On Hunting the Uncommon Elephant

April 22, 2014 in Rants & Raves

Hunting bugs is fun.  And every now and then you get away alive with a story to bore your grandkids with (“In my days, we still hunted bugs with sticks and stones” and all).

First bug ever found. Taped into log for evidence.

GDC 2014 had another such trophy-worthy hunting safari in store for us.  We were five days away from presenting Unity 5 to the world when we “spotted” (well, it was kinda hard to miss) an ugly little elephant of a bug: our shiny new 64-bit editor was randomly crashing on OSX to the point of being completely unusable.  There’s just nothing like being up on stage to showcase how awesome your bug reporter is every couple minutes.

So, Levi, Jonathan and I dropped all the awesome stuff we’re working on (more stories we want to bore our grandkids with) and went stalking.  All we knew at that point was that it crashed somewhere in the native code that Mono generates at run-time.

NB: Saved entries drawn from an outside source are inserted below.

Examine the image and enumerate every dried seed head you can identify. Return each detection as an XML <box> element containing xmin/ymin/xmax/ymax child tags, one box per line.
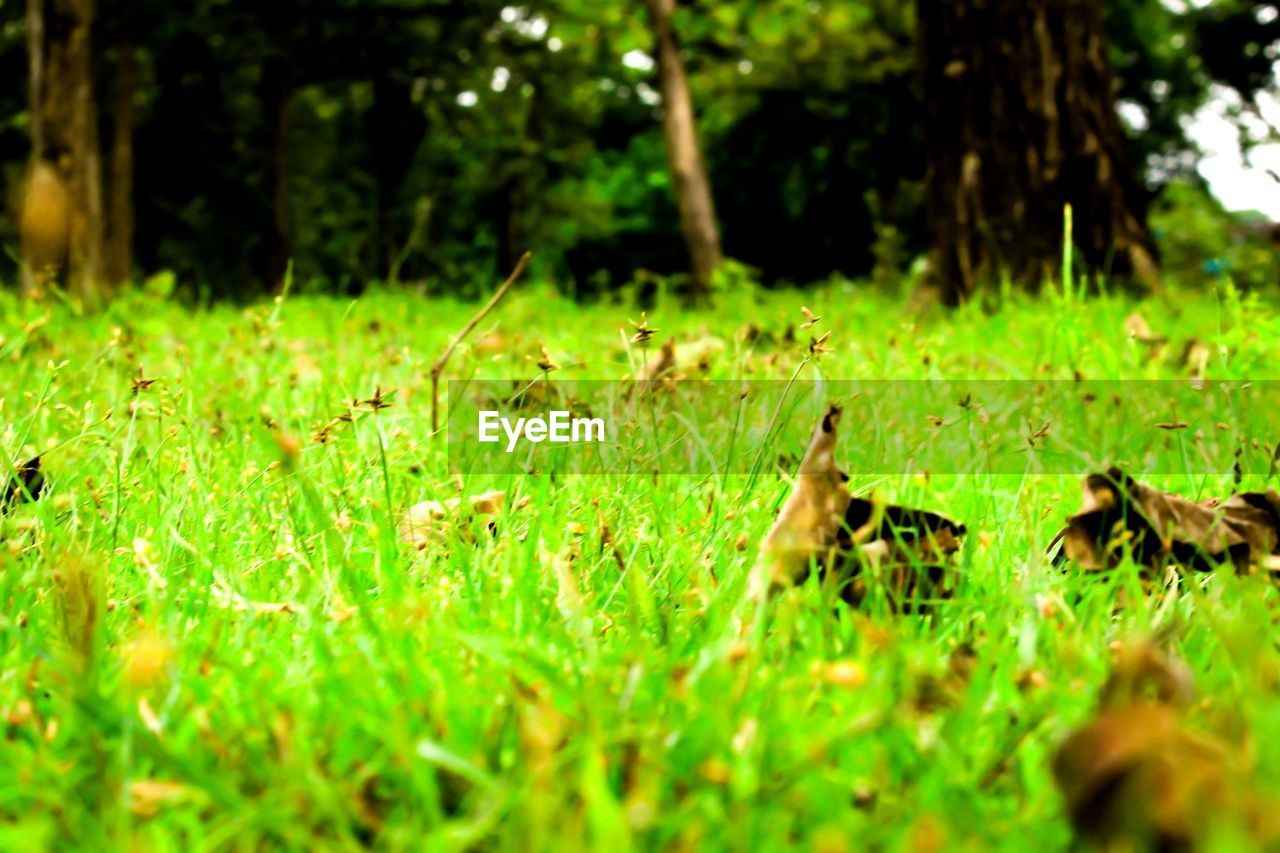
<box><xmin>629</xmin><ymin>314</ymin><xmax>658</xmax><ymax>345</ymax></box>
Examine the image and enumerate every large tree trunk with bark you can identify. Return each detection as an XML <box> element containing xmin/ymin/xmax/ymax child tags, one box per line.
<box><xmin>23</xmin><ymin>0</ymin><xmax>104</xmax><ymax>303</ymax></box>
<box><xmin>103</xmin><ymin>0</ymin><xmax>135</xmax><ymax>287</ymax></box>
<box><xmin>644</xmin><ymin>0</ymin><xmax>722</xmax><ymax>297</ymax></box>
<box><xmin>917</xmin><ymin>0</ymin><xmax>1159</xmax><ymax>303</ymax></box>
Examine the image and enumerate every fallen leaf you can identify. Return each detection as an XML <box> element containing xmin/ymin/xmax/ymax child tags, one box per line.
<box><xmin>635</xmin><ymin>338</ymin><xmax>677</xmax><ymax>384</ymax></box>
<box><xmin>737</xmin><ymin>322</ymin><xmax>766</xmax><ymax>345</ymax></box>
<box><xmin>400</xmin><ymin>490</ymin><xmax>508</xmax><ymax>549</ymax></box>
<box><xmin>755</xmin><ymin>405</ymin><xmax>852</xmax><ymax>591</ymax></box>
<box><xmin>1181</xmin><ymin>339</ymin><xmax>1211</xmax><ymax>377</ymax></box>
<box><xmin>2</xmin><ymin>456</ymin><xmax>44</xmax><ymax>514</ymax></box>
<box><xmin>127</xmin><ymin>779</ymin><xmax>196</xmax><ymax>818</ymax></box>
<box><xmin>913</xmin><ymin>643</ymin><xmax>980</xmax><ymax>713</ymax></box>
<box><xmin>1123</xmin><ymin>312</ymin><xmax>1166</xmax><ymax>345</ymax></box>
<box><xmin>1058</xmin><ymin>468</ymin><xmax>1280</xmax><ymax>573</ymax></box>
<box><xmin>841</xmin><ymin>497</ymin><xmax>967</xmax><ymax>611</ymax></box>
<box><xmin>468</xmin><ymin>490</ymin><xmax>507</xmax><ymax>515</ymax></box>
<box><xmin>675</xmin><ymin>336</ymin><xmax>725</xmax><ymax>372</ymax></box>
<box><xmin>1052</xmin><ymin>642</ymin><xmax>1275</xmax><ymax>849</ymax></box>
<box><xmin>755</xmin><ymin>405</ymin><xmax>967</xmax><ymax>609</ymax></box>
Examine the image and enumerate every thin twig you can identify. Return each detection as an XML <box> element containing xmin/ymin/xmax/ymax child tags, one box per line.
<box><xmin>430</xmin><ymin>251</ymin><xmax>531</xmax><ymax>435</ymax></box>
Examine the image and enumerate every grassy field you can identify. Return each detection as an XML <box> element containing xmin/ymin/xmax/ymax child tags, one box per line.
<box><xmin>3</xmin><ymin>278</ymin><xmax>1280</xmax><ymax>850</ymax></box>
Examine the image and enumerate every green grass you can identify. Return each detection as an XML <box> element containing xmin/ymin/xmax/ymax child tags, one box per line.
<box><xmin>3</xmin><ymin>277</ymin><xmax>1280</xmax><ymax>850</ymax></box>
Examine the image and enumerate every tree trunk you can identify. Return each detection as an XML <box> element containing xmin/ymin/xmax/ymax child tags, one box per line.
<box><xmin>23</xmin><ymin>0</ymin><xmax>104</xmax><ymax>303</ymax></box>
<box><xmin>644</xmin><ymin>0</ymin><xmax>722</xmax><ymax>297</ymax></box>
<box><xmin>917</xmin><ymin>0</ymin><xmax>1159</xmax><ymax>303</ymax></box>
<box><xmin>104</xmin><ymin>0</ymin><xmax>135</xmax><ymax>287</ymax></box>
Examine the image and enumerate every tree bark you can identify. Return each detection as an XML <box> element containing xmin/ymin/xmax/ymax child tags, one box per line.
<box><xmin>104</xmin><ymin>0</ymin><xmax>135</xmax><ymax>287</ymax></box>
<box><xmin>918</xmin><ymin>0</ymin><xmax>1159</xmax><ymax>303</ymax></box>
<box><xmin>644</xmin><ymin>0</ymin><xmax>722</xmax><ymax>297</ymax></box>
<box><xmin>23</xmin><ymin>0</ymin><xmax>104</xmax><ymax>303</ymax></box>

As every programmer knows, when you’re faced with a bug that isn’t obvious, you simply start by gathering evidence.  Once you’ve learned enough about the bug’s behavioral patterns, you’ll eventually get a shot at it.  And with the clock ticking, we were ready to shoot at pretty much anything.

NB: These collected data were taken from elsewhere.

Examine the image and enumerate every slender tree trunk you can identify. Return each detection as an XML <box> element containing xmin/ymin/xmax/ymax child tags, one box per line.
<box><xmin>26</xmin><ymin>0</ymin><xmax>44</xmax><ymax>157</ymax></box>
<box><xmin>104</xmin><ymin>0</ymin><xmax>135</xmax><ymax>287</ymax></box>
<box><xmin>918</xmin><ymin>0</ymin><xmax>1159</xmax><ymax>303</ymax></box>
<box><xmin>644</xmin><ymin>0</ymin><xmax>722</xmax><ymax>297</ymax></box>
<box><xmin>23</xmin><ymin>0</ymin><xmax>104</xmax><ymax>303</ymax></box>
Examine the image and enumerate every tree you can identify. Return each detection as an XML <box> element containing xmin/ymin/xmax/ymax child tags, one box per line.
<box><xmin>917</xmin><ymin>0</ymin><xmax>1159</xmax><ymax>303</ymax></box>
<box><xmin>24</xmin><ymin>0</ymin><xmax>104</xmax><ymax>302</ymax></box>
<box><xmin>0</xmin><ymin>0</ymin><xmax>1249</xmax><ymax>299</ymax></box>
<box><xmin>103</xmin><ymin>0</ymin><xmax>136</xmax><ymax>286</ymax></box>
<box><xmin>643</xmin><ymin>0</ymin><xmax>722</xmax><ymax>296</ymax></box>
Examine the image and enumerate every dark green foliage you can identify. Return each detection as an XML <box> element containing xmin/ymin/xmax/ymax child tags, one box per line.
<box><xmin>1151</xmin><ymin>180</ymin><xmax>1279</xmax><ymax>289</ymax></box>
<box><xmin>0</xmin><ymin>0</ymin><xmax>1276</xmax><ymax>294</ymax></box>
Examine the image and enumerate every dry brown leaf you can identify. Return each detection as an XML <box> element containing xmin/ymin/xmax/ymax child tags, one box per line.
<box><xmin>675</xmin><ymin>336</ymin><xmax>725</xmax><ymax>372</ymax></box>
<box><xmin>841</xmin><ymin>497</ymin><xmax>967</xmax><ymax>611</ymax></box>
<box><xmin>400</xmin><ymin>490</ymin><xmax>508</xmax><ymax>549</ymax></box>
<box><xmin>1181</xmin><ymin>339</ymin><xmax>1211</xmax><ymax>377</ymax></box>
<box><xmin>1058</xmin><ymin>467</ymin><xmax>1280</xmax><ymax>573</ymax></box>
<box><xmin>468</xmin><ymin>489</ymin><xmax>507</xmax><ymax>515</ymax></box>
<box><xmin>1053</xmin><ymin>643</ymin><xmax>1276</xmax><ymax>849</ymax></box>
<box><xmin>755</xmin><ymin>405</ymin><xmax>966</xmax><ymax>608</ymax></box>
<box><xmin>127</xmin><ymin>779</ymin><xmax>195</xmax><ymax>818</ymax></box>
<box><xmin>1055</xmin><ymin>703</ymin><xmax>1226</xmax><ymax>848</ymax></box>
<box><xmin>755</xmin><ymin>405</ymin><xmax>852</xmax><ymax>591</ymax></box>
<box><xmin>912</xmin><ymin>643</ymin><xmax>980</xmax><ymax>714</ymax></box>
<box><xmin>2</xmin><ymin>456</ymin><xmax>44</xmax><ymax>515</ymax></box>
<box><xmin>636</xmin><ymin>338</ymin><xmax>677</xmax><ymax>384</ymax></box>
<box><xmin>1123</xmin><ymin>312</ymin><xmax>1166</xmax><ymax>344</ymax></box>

But we were stumped.  For an elephant, the bug turned out to be surprisingly agile and sneaky.

It seemed to happen only on OSX 10.9 although Kim saw something that looked markedly similar on Windows with his heavy duty memory debugger branch.  And if you enabled Guard Malloc on earlier versions of OSX, you got what looked fairly similar as well.  However, as it was crashing in random script code at arbitrary depths in the call hierarchy, it was difficult to say with certainty what was the same crash and what wasn’t.  And the crash could be consistent for ten consecutive runs only to be totally different for the next five.

So while Kim and I waded knee-high through memory and thigh-high through assembly code, Levi ran an extensive trace on all of Mono’s secret and not so secret activities to generate a gigabyte log and an editor that ran at the speed of my grandma.  This yielded the first interesting insight: apparently we were always compiling the method we crashed in right before things got ugly.

But what made it crash?  The immediate cause was that we were trying to execute code from an invalid address.  How did we get there?  A bug in Mono’s signal handling where we don’t resume properly?  A bug in Mono’s JIT compiler that won’t jump back properly to the compiled code?  A different thread corrupting stack memory on the main thread?  Fairies and grumkins? (for a bit, the latter seemed the most likely).

After two days of hunting, the elephant was still well alive and out and about.

So, Saturday night I equipped myself with a notebook, four different colored pens and an ample supply of beer from our trademark Unity fridge (carefully making sure I don’t touch the awful canned Christmas beer we still have stuck in its crevices ).  Then I spun up Unity instances until I had four different crashes frozen in the debugger, labeled them “Red Crash”, “Blue Crash”, “Green Crash”, and “Black Crash” and went to work with my respectively colored pens to take notes and draw some not-so-pretty diagrams of everything I found.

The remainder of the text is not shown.